SEVERSON: Only as Mayor Ron Nachman is painfully aware, Ariel is not inside Israel, it's deep inside the Palestinian territories.
Mayor NACHMAN: I insist that there be a fence, not around the city but around the region, so that the pupils that come from the communities you see there will not be attacked along the way.
SEVERSON: The mayor is very proud of his community of 18,000, which looks an awful lot like Orange County, with a lethal exception.
Mayor NACHMAN: I'm looking; can you see a wall, can you see anything here?
SEVERSON: We couldn't see a wall, but we did spot an imposing security fence that surrounds Ariel. To connect that fence to the new wall would cut a huge chunk right out of the West Bank.
Many Israelis, even those politically conservative, actually want the wall to exclude most settlements and stop new ones, so the thorny issue that has caused so much violence might finally go away.
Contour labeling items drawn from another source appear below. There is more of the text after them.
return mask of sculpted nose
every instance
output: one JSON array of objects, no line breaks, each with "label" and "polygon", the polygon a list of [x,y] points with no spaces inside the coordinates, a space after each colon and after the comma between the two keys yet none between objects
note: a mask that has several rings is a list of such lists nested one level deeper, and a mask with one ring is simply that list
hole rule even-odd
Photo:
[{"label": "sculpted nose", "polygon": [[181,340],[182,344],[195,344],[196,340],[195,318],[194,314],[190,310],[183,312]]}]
Professor STEINBERG: Enclosing all those settlements really goes against the spirit. The spirit is to reduce the friction to the maximum possible level. Ariel is a problem and there is no solution for it.
SEVERSON (to Mr. Goodman): What if this wall dissects? What if there are no Palestinian territories and they're left with half as much land?
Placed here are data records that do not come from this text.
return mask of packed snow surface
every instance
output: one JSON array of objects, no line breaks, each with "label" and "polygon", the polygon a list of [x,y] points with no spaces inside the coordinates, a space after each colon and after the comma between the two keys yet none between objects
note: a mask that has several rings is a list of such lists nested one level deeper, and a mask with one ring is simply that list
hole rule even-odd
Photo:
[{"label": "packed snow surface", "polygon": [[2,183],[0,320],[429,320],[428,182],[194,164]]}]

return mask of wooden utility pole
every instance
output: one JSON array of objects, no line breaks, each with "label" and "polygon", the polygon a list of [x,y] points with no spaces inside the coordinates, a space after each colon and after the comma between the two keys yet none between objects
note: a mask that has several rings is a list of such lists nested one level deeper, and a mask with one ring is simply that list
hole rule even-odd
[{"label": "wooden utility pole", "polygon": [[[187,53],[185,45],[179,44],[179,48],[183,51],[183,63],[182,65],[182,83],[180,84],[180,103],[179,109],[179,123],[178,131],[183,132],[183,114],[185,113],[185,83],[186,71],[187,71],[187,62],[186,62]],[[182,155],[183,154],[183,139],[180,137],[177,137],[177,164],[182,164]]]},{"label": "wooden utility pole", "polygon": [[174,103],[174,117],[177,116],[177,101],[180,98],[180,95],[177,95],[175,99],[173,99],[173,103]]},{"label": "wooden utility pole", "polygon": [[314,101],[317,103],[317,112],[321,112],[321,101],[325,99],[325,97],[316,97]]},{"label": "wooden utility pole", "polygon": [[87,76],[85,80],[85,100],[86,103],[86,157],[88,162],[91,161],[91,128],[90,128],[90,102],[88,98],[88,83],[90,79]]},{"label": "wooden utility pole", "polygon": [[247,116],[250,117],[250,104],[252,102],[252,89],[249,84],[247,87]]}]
Mr. GOODMAN: We're not cutting Palestine in half. There's no Palestine there.
SEVERSON: Israel is, in fact, a very secular state. The majority of its citizens are nonobservant. But for a very vocal and influential minority, this is a holy war.
CHIAM SNUEZ (Ultra-Orthodox): We have to fight with them. Did God give this land to the Jews? Yes. It is promised land. This is the promised. This is the only land for Jews. Only for Jews, not for all the world. This is the land of the Jews, only for the Jews.
SEVERSON: For Chiam Snuez, and other Israelis and Palestinians caught in this sacred struggle, the end seems to justify the means.
Dr. NUSSEIBEH: Religion doesn't command you to kill people. It doesn't tell you to rob people of their rights, or of their lives. But unfortunately, the people who purport to be religious and to understand religions very often behave, in my opinion, contrary to religious values, something we have witnessed throughout history.
SEVERSON: More than anything, what most Israelis and Palestinians want is peace.
Professor STEINBERG: I want the best, the most realistic, most humane, most ethical solution which will allow my people, the Jewish people, to survive with sovereignty in a world that if you don't have sovereignty, you disappear.
SEVERSON: That is also what the Palestinians are worried about as a consequence of the wall -- disappearing.
Dr. NUSSEIBEH: It is going to end up looking like a set of cages. In other words, with walls surrounding populations living in areas very often cut off one from the other -- very often needing permits to visit one another. There is a lot of anger and frustration, yes. But you should never lose hope. And after all, this is a land of miracles.
SEVERSON: So in the land of miracles, there is need now of a really big one, and not a lot of faith it will happen.
For RELIGION & ETHICS NEWSWEEKLY, I'm Lucky Severson.
ABERNETHY: Sari Nusseibeh, the President of al-Quds University, also remarked: "It is said good fences make good neighbors. But that is true only if you don't build the fence on your neighbor's land."